Le sfide da affrontare sono evidenti: da un lato la politica ambientale dello Stato deve garantire una forte crescita economica; dall’altro deve prevedere una riconversione dell’intero sistema produttivo, delle infrastrutture nazionali e – sebbene in misura minore – anche di quelle sviluppate all’estero. Un esempio di queste ultime sono i monumentali progetti di cooperazione che la Cina ha avviato in molti paesi nell’ambito dell’iniziativa Belt & Road. In seguito al lancio di questo faraonico progetto, la Cina ha concesso prestiti miliardari a diversi paesi economicamente instabili: dovrà pertanto prepararsi all’eventualità di dover correggere molte delle sue strategie geopolitiche ed economiche.

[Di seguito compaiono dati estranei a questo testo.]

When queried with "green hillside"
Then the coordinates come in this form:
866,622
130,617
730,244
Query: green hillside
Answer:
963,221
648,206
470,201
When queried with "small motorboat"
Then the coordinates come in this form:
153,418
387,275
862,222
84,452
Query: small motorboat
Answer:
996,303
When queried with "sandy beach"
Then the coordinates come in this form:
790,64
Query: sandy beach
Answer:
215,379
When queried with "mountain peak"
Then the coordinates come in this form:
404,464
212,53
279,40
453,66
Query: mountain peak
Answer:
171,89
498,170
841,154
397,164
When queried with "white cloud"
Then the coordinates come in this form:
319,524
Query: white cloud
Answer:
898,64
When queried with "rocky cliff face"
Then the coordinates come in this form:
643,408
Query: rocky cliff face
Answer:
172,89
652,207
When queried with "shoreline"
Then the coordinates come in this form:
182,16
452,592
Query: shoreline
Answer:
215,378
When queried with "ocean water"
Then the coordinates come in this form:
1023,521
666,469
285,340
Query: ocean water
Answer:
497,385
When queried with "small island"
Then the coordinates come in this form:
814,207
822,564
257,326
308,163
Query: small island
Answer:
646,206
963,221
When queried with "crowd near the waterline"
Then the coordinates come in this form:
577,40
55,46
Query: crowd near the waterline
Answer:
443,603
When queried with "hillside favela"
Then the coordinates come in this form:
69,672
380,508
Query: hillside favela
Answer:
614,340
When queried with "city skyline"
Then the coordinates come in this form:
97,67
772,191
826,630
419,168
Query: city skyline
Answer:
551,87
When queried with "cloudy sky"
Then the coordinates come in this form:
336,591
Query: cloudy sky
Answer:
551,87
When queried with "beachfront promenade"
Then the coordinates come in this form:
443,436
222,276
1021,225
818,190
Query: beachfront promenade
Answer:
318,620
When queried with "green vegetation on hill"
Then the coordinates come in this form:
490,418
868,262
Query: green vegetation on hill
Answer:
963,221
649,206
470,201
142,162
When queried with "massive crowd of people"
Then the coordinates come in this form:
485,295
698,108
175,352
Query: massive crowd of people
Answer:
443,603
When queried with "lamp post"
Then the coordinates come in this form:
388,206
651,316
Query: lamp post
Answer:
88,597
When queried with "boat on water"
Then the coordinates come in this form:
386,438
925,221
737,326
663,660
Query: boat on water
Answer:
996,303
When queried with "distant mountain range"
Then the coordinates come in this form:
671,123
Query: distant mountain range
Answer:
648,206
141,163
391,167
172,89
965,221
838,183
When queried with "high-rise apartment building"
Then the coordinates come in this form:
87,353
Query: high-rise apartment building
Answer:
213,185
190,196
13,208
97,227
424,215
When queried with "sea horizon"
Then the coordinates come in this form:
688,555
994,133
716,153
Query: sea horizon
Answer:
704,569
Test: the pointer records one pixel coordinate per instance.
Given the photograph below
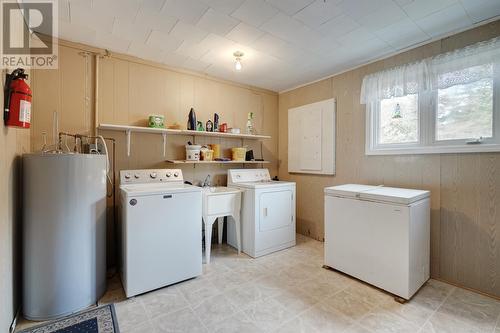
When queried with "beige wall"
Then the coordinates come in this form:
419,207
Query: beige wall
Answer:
129,90
13,143
465,187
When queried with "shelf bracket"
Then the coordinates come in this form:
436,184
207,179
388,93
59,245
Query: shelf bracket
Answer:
164,135
127,133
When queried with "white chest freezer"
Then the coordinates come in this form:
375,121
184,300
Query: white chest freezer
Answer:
380,235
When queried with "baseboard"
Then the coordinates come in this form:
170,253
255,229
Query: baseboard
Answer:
467,288
14,321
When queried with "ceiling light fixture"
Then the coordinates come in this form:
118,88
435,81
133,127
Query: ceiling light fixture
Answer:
237,55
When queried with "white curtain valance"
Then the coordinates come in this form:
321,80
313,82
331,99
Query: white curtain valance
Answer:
461,66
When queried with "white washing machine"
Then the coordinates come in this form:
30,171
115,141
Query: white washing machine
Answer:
160,229
267,212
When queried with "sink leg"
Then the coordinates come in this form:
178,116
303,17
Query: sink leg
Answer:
220,227
237,224
208,237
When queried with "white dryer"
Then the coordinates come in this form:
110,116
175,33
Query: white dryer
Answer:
160,229
267,212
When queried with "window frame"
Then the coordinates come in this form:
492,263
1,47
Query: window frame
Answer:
427,131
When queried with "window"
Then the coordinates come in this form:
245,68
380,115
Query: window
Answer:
398,120
446,104
465,111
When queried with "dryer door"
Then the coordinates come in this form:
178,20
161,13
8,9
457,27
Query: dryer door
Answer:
275,210
276,226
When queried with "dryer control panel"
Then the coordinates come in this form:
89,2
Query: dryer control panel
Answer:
235,176
151,176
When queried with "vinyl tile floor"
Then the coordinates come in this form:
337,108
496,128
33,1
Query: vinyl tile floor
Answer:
289,291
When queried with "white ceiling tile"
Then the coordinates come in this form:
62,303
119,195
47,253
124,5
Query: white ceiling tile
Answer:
76,33
360,8
403,2
188,32
290,7
338,26
402,34
217,23
224,6
382,17
446,20
356,37
289,29
280,51
194,51
163,41
254,12
126,30
195,64
420,8
244,34
153,5
269,44
215,42
125,9
84,3
318,12
112,42
480,10
63,10
148,18
188,11
144,51
173,59
83,16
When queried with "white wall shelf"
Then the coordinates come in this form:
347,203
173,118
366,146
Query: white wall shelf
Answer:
165,131
215,162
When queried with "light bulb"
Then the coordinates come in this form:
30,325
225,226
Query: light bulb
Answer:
237,65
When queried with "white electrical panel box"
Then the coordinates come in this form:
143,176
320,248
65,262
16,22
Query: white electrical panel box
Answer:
311,138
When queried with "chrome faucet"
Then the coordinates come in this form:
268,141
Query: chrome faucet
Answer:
206,182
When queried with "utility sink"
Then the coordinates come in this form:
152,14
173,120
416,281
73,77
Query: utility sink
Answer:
214,190
221,200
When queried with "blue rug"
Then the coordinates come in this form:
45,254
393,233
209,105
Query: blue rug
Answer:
97,320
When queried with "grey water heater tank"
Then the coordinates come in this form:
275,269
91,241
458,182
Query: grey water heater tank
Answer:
64,233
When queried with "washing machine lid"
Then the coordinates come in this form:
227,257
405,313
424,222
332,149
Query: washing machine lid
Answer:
348,190
155,188
377,193
264,184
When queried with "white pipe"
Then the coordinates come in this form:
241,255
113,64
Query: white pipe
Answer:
96,94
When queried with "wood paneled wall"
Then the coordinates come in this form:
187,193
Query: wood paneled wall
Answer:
13,143
129,90
465,216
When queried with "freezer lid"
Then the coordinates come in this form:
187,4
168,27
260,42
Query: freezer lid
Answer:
395,195
348,190
377,193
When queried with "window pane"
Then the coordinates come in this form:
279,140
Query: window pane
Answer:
465,111
398,120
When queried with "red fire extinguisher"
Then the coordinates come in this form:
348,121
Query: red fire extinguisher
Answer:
17,100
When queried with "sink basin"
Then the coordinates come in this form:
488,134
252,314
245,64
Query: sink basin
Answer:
221,200
214,190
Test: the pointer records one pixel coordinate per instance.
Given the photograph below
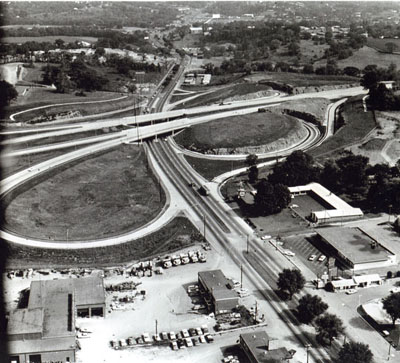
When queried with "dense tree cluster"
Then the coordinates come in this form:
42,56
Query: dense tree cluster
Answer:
310,307
270,198
355,352
7,93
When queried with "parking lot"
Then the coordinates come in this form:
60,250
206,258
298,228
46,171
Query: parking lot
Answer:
303,249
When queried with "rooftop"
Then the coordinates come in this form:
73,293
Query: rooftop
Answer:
257,343
213,279
354,244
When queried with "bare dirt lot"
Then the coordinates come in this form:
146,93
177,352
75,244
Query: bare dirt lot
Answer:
102,196
239,131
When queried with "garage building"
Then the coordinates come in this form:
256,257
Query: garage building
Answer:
355,249
259,347
218,294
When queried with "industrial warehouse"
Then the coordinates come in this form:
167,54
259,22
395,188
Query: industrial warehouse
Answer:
329,207
354,249
45,330
216,286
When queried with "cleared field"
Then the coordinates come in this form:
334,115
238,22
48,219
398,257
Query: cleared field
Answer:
48,38
219,95
238,131
366,56
93,198
84,109
302,80
357,125
179,233
381,43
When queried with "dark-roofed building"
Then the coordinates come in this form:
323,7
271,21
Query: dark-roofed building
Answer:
259,347
217,288
45,330
355,249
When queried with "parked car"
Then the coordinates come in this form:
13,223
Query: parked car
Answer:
164,335
146,337
174,345
172,335
188,342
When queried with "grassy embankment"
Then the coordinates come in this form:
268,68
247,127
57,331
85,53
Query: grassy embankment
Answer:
358,124
96,197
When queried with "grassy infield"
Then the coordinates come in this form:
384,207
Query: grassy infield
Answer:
178,232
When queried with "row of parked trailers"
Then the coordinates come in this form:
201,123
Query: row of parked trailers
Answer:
183,258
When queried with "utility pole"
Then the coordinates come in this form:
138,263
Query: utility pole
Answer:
204,221
241,276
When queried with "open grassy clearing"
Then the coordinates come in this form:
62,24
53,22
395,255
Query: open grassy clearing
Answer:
48,38
302,80
209,169
366,56
179,233
238,131
357,125
236,91
381,43
12,165
99,196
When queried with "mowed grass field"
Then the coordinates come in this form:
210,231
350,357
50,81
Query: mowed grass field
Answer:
381,43
49,38
357,125
101,196
238,131
177,234
222,94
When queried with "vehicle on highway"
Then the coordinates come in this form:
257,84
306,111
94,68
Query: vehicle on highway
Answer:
172,335
188,342
174,346
288,253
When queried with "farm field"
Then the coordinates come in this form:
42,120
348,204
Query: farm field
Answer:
49,38
92,198
366,56
239,131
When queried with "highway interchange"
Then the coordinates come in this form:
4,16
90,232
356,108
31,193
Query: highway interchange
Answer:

Carlotta Clivio, Torino World Affairs Institute
Con le celebrazioni del nuovo anno lunare, la Cina si lascia alle spalle un 2020 definito come il più complesso dal lancio delle politiche di “riforma e apertura” in termini di gestione delle dinamiche politiche nazionali e internazionali. Annus horribilis che nondimeno ha lasciato spazio, nell’ambito delle politiche nazionali per la salvaguardia del clima, ad un inaspettato annuncio del Presidente Xi sul raggiungimento della neutralità carbonica del paese entro il 2060.
Tra le sfide di quest’anno spicca dunque la definizione dei dettagli che daranno sostanza a questa promessa. Dubbi espressi a livello interno sull’effettiva percorribilità delle strade tracciate da Xi riportano alla ribalta temi con cui la Cina si confronta da almeno 30 anni, quando si affacciò per la prima volta ai neonati forum per la regolamentazione globale del clima.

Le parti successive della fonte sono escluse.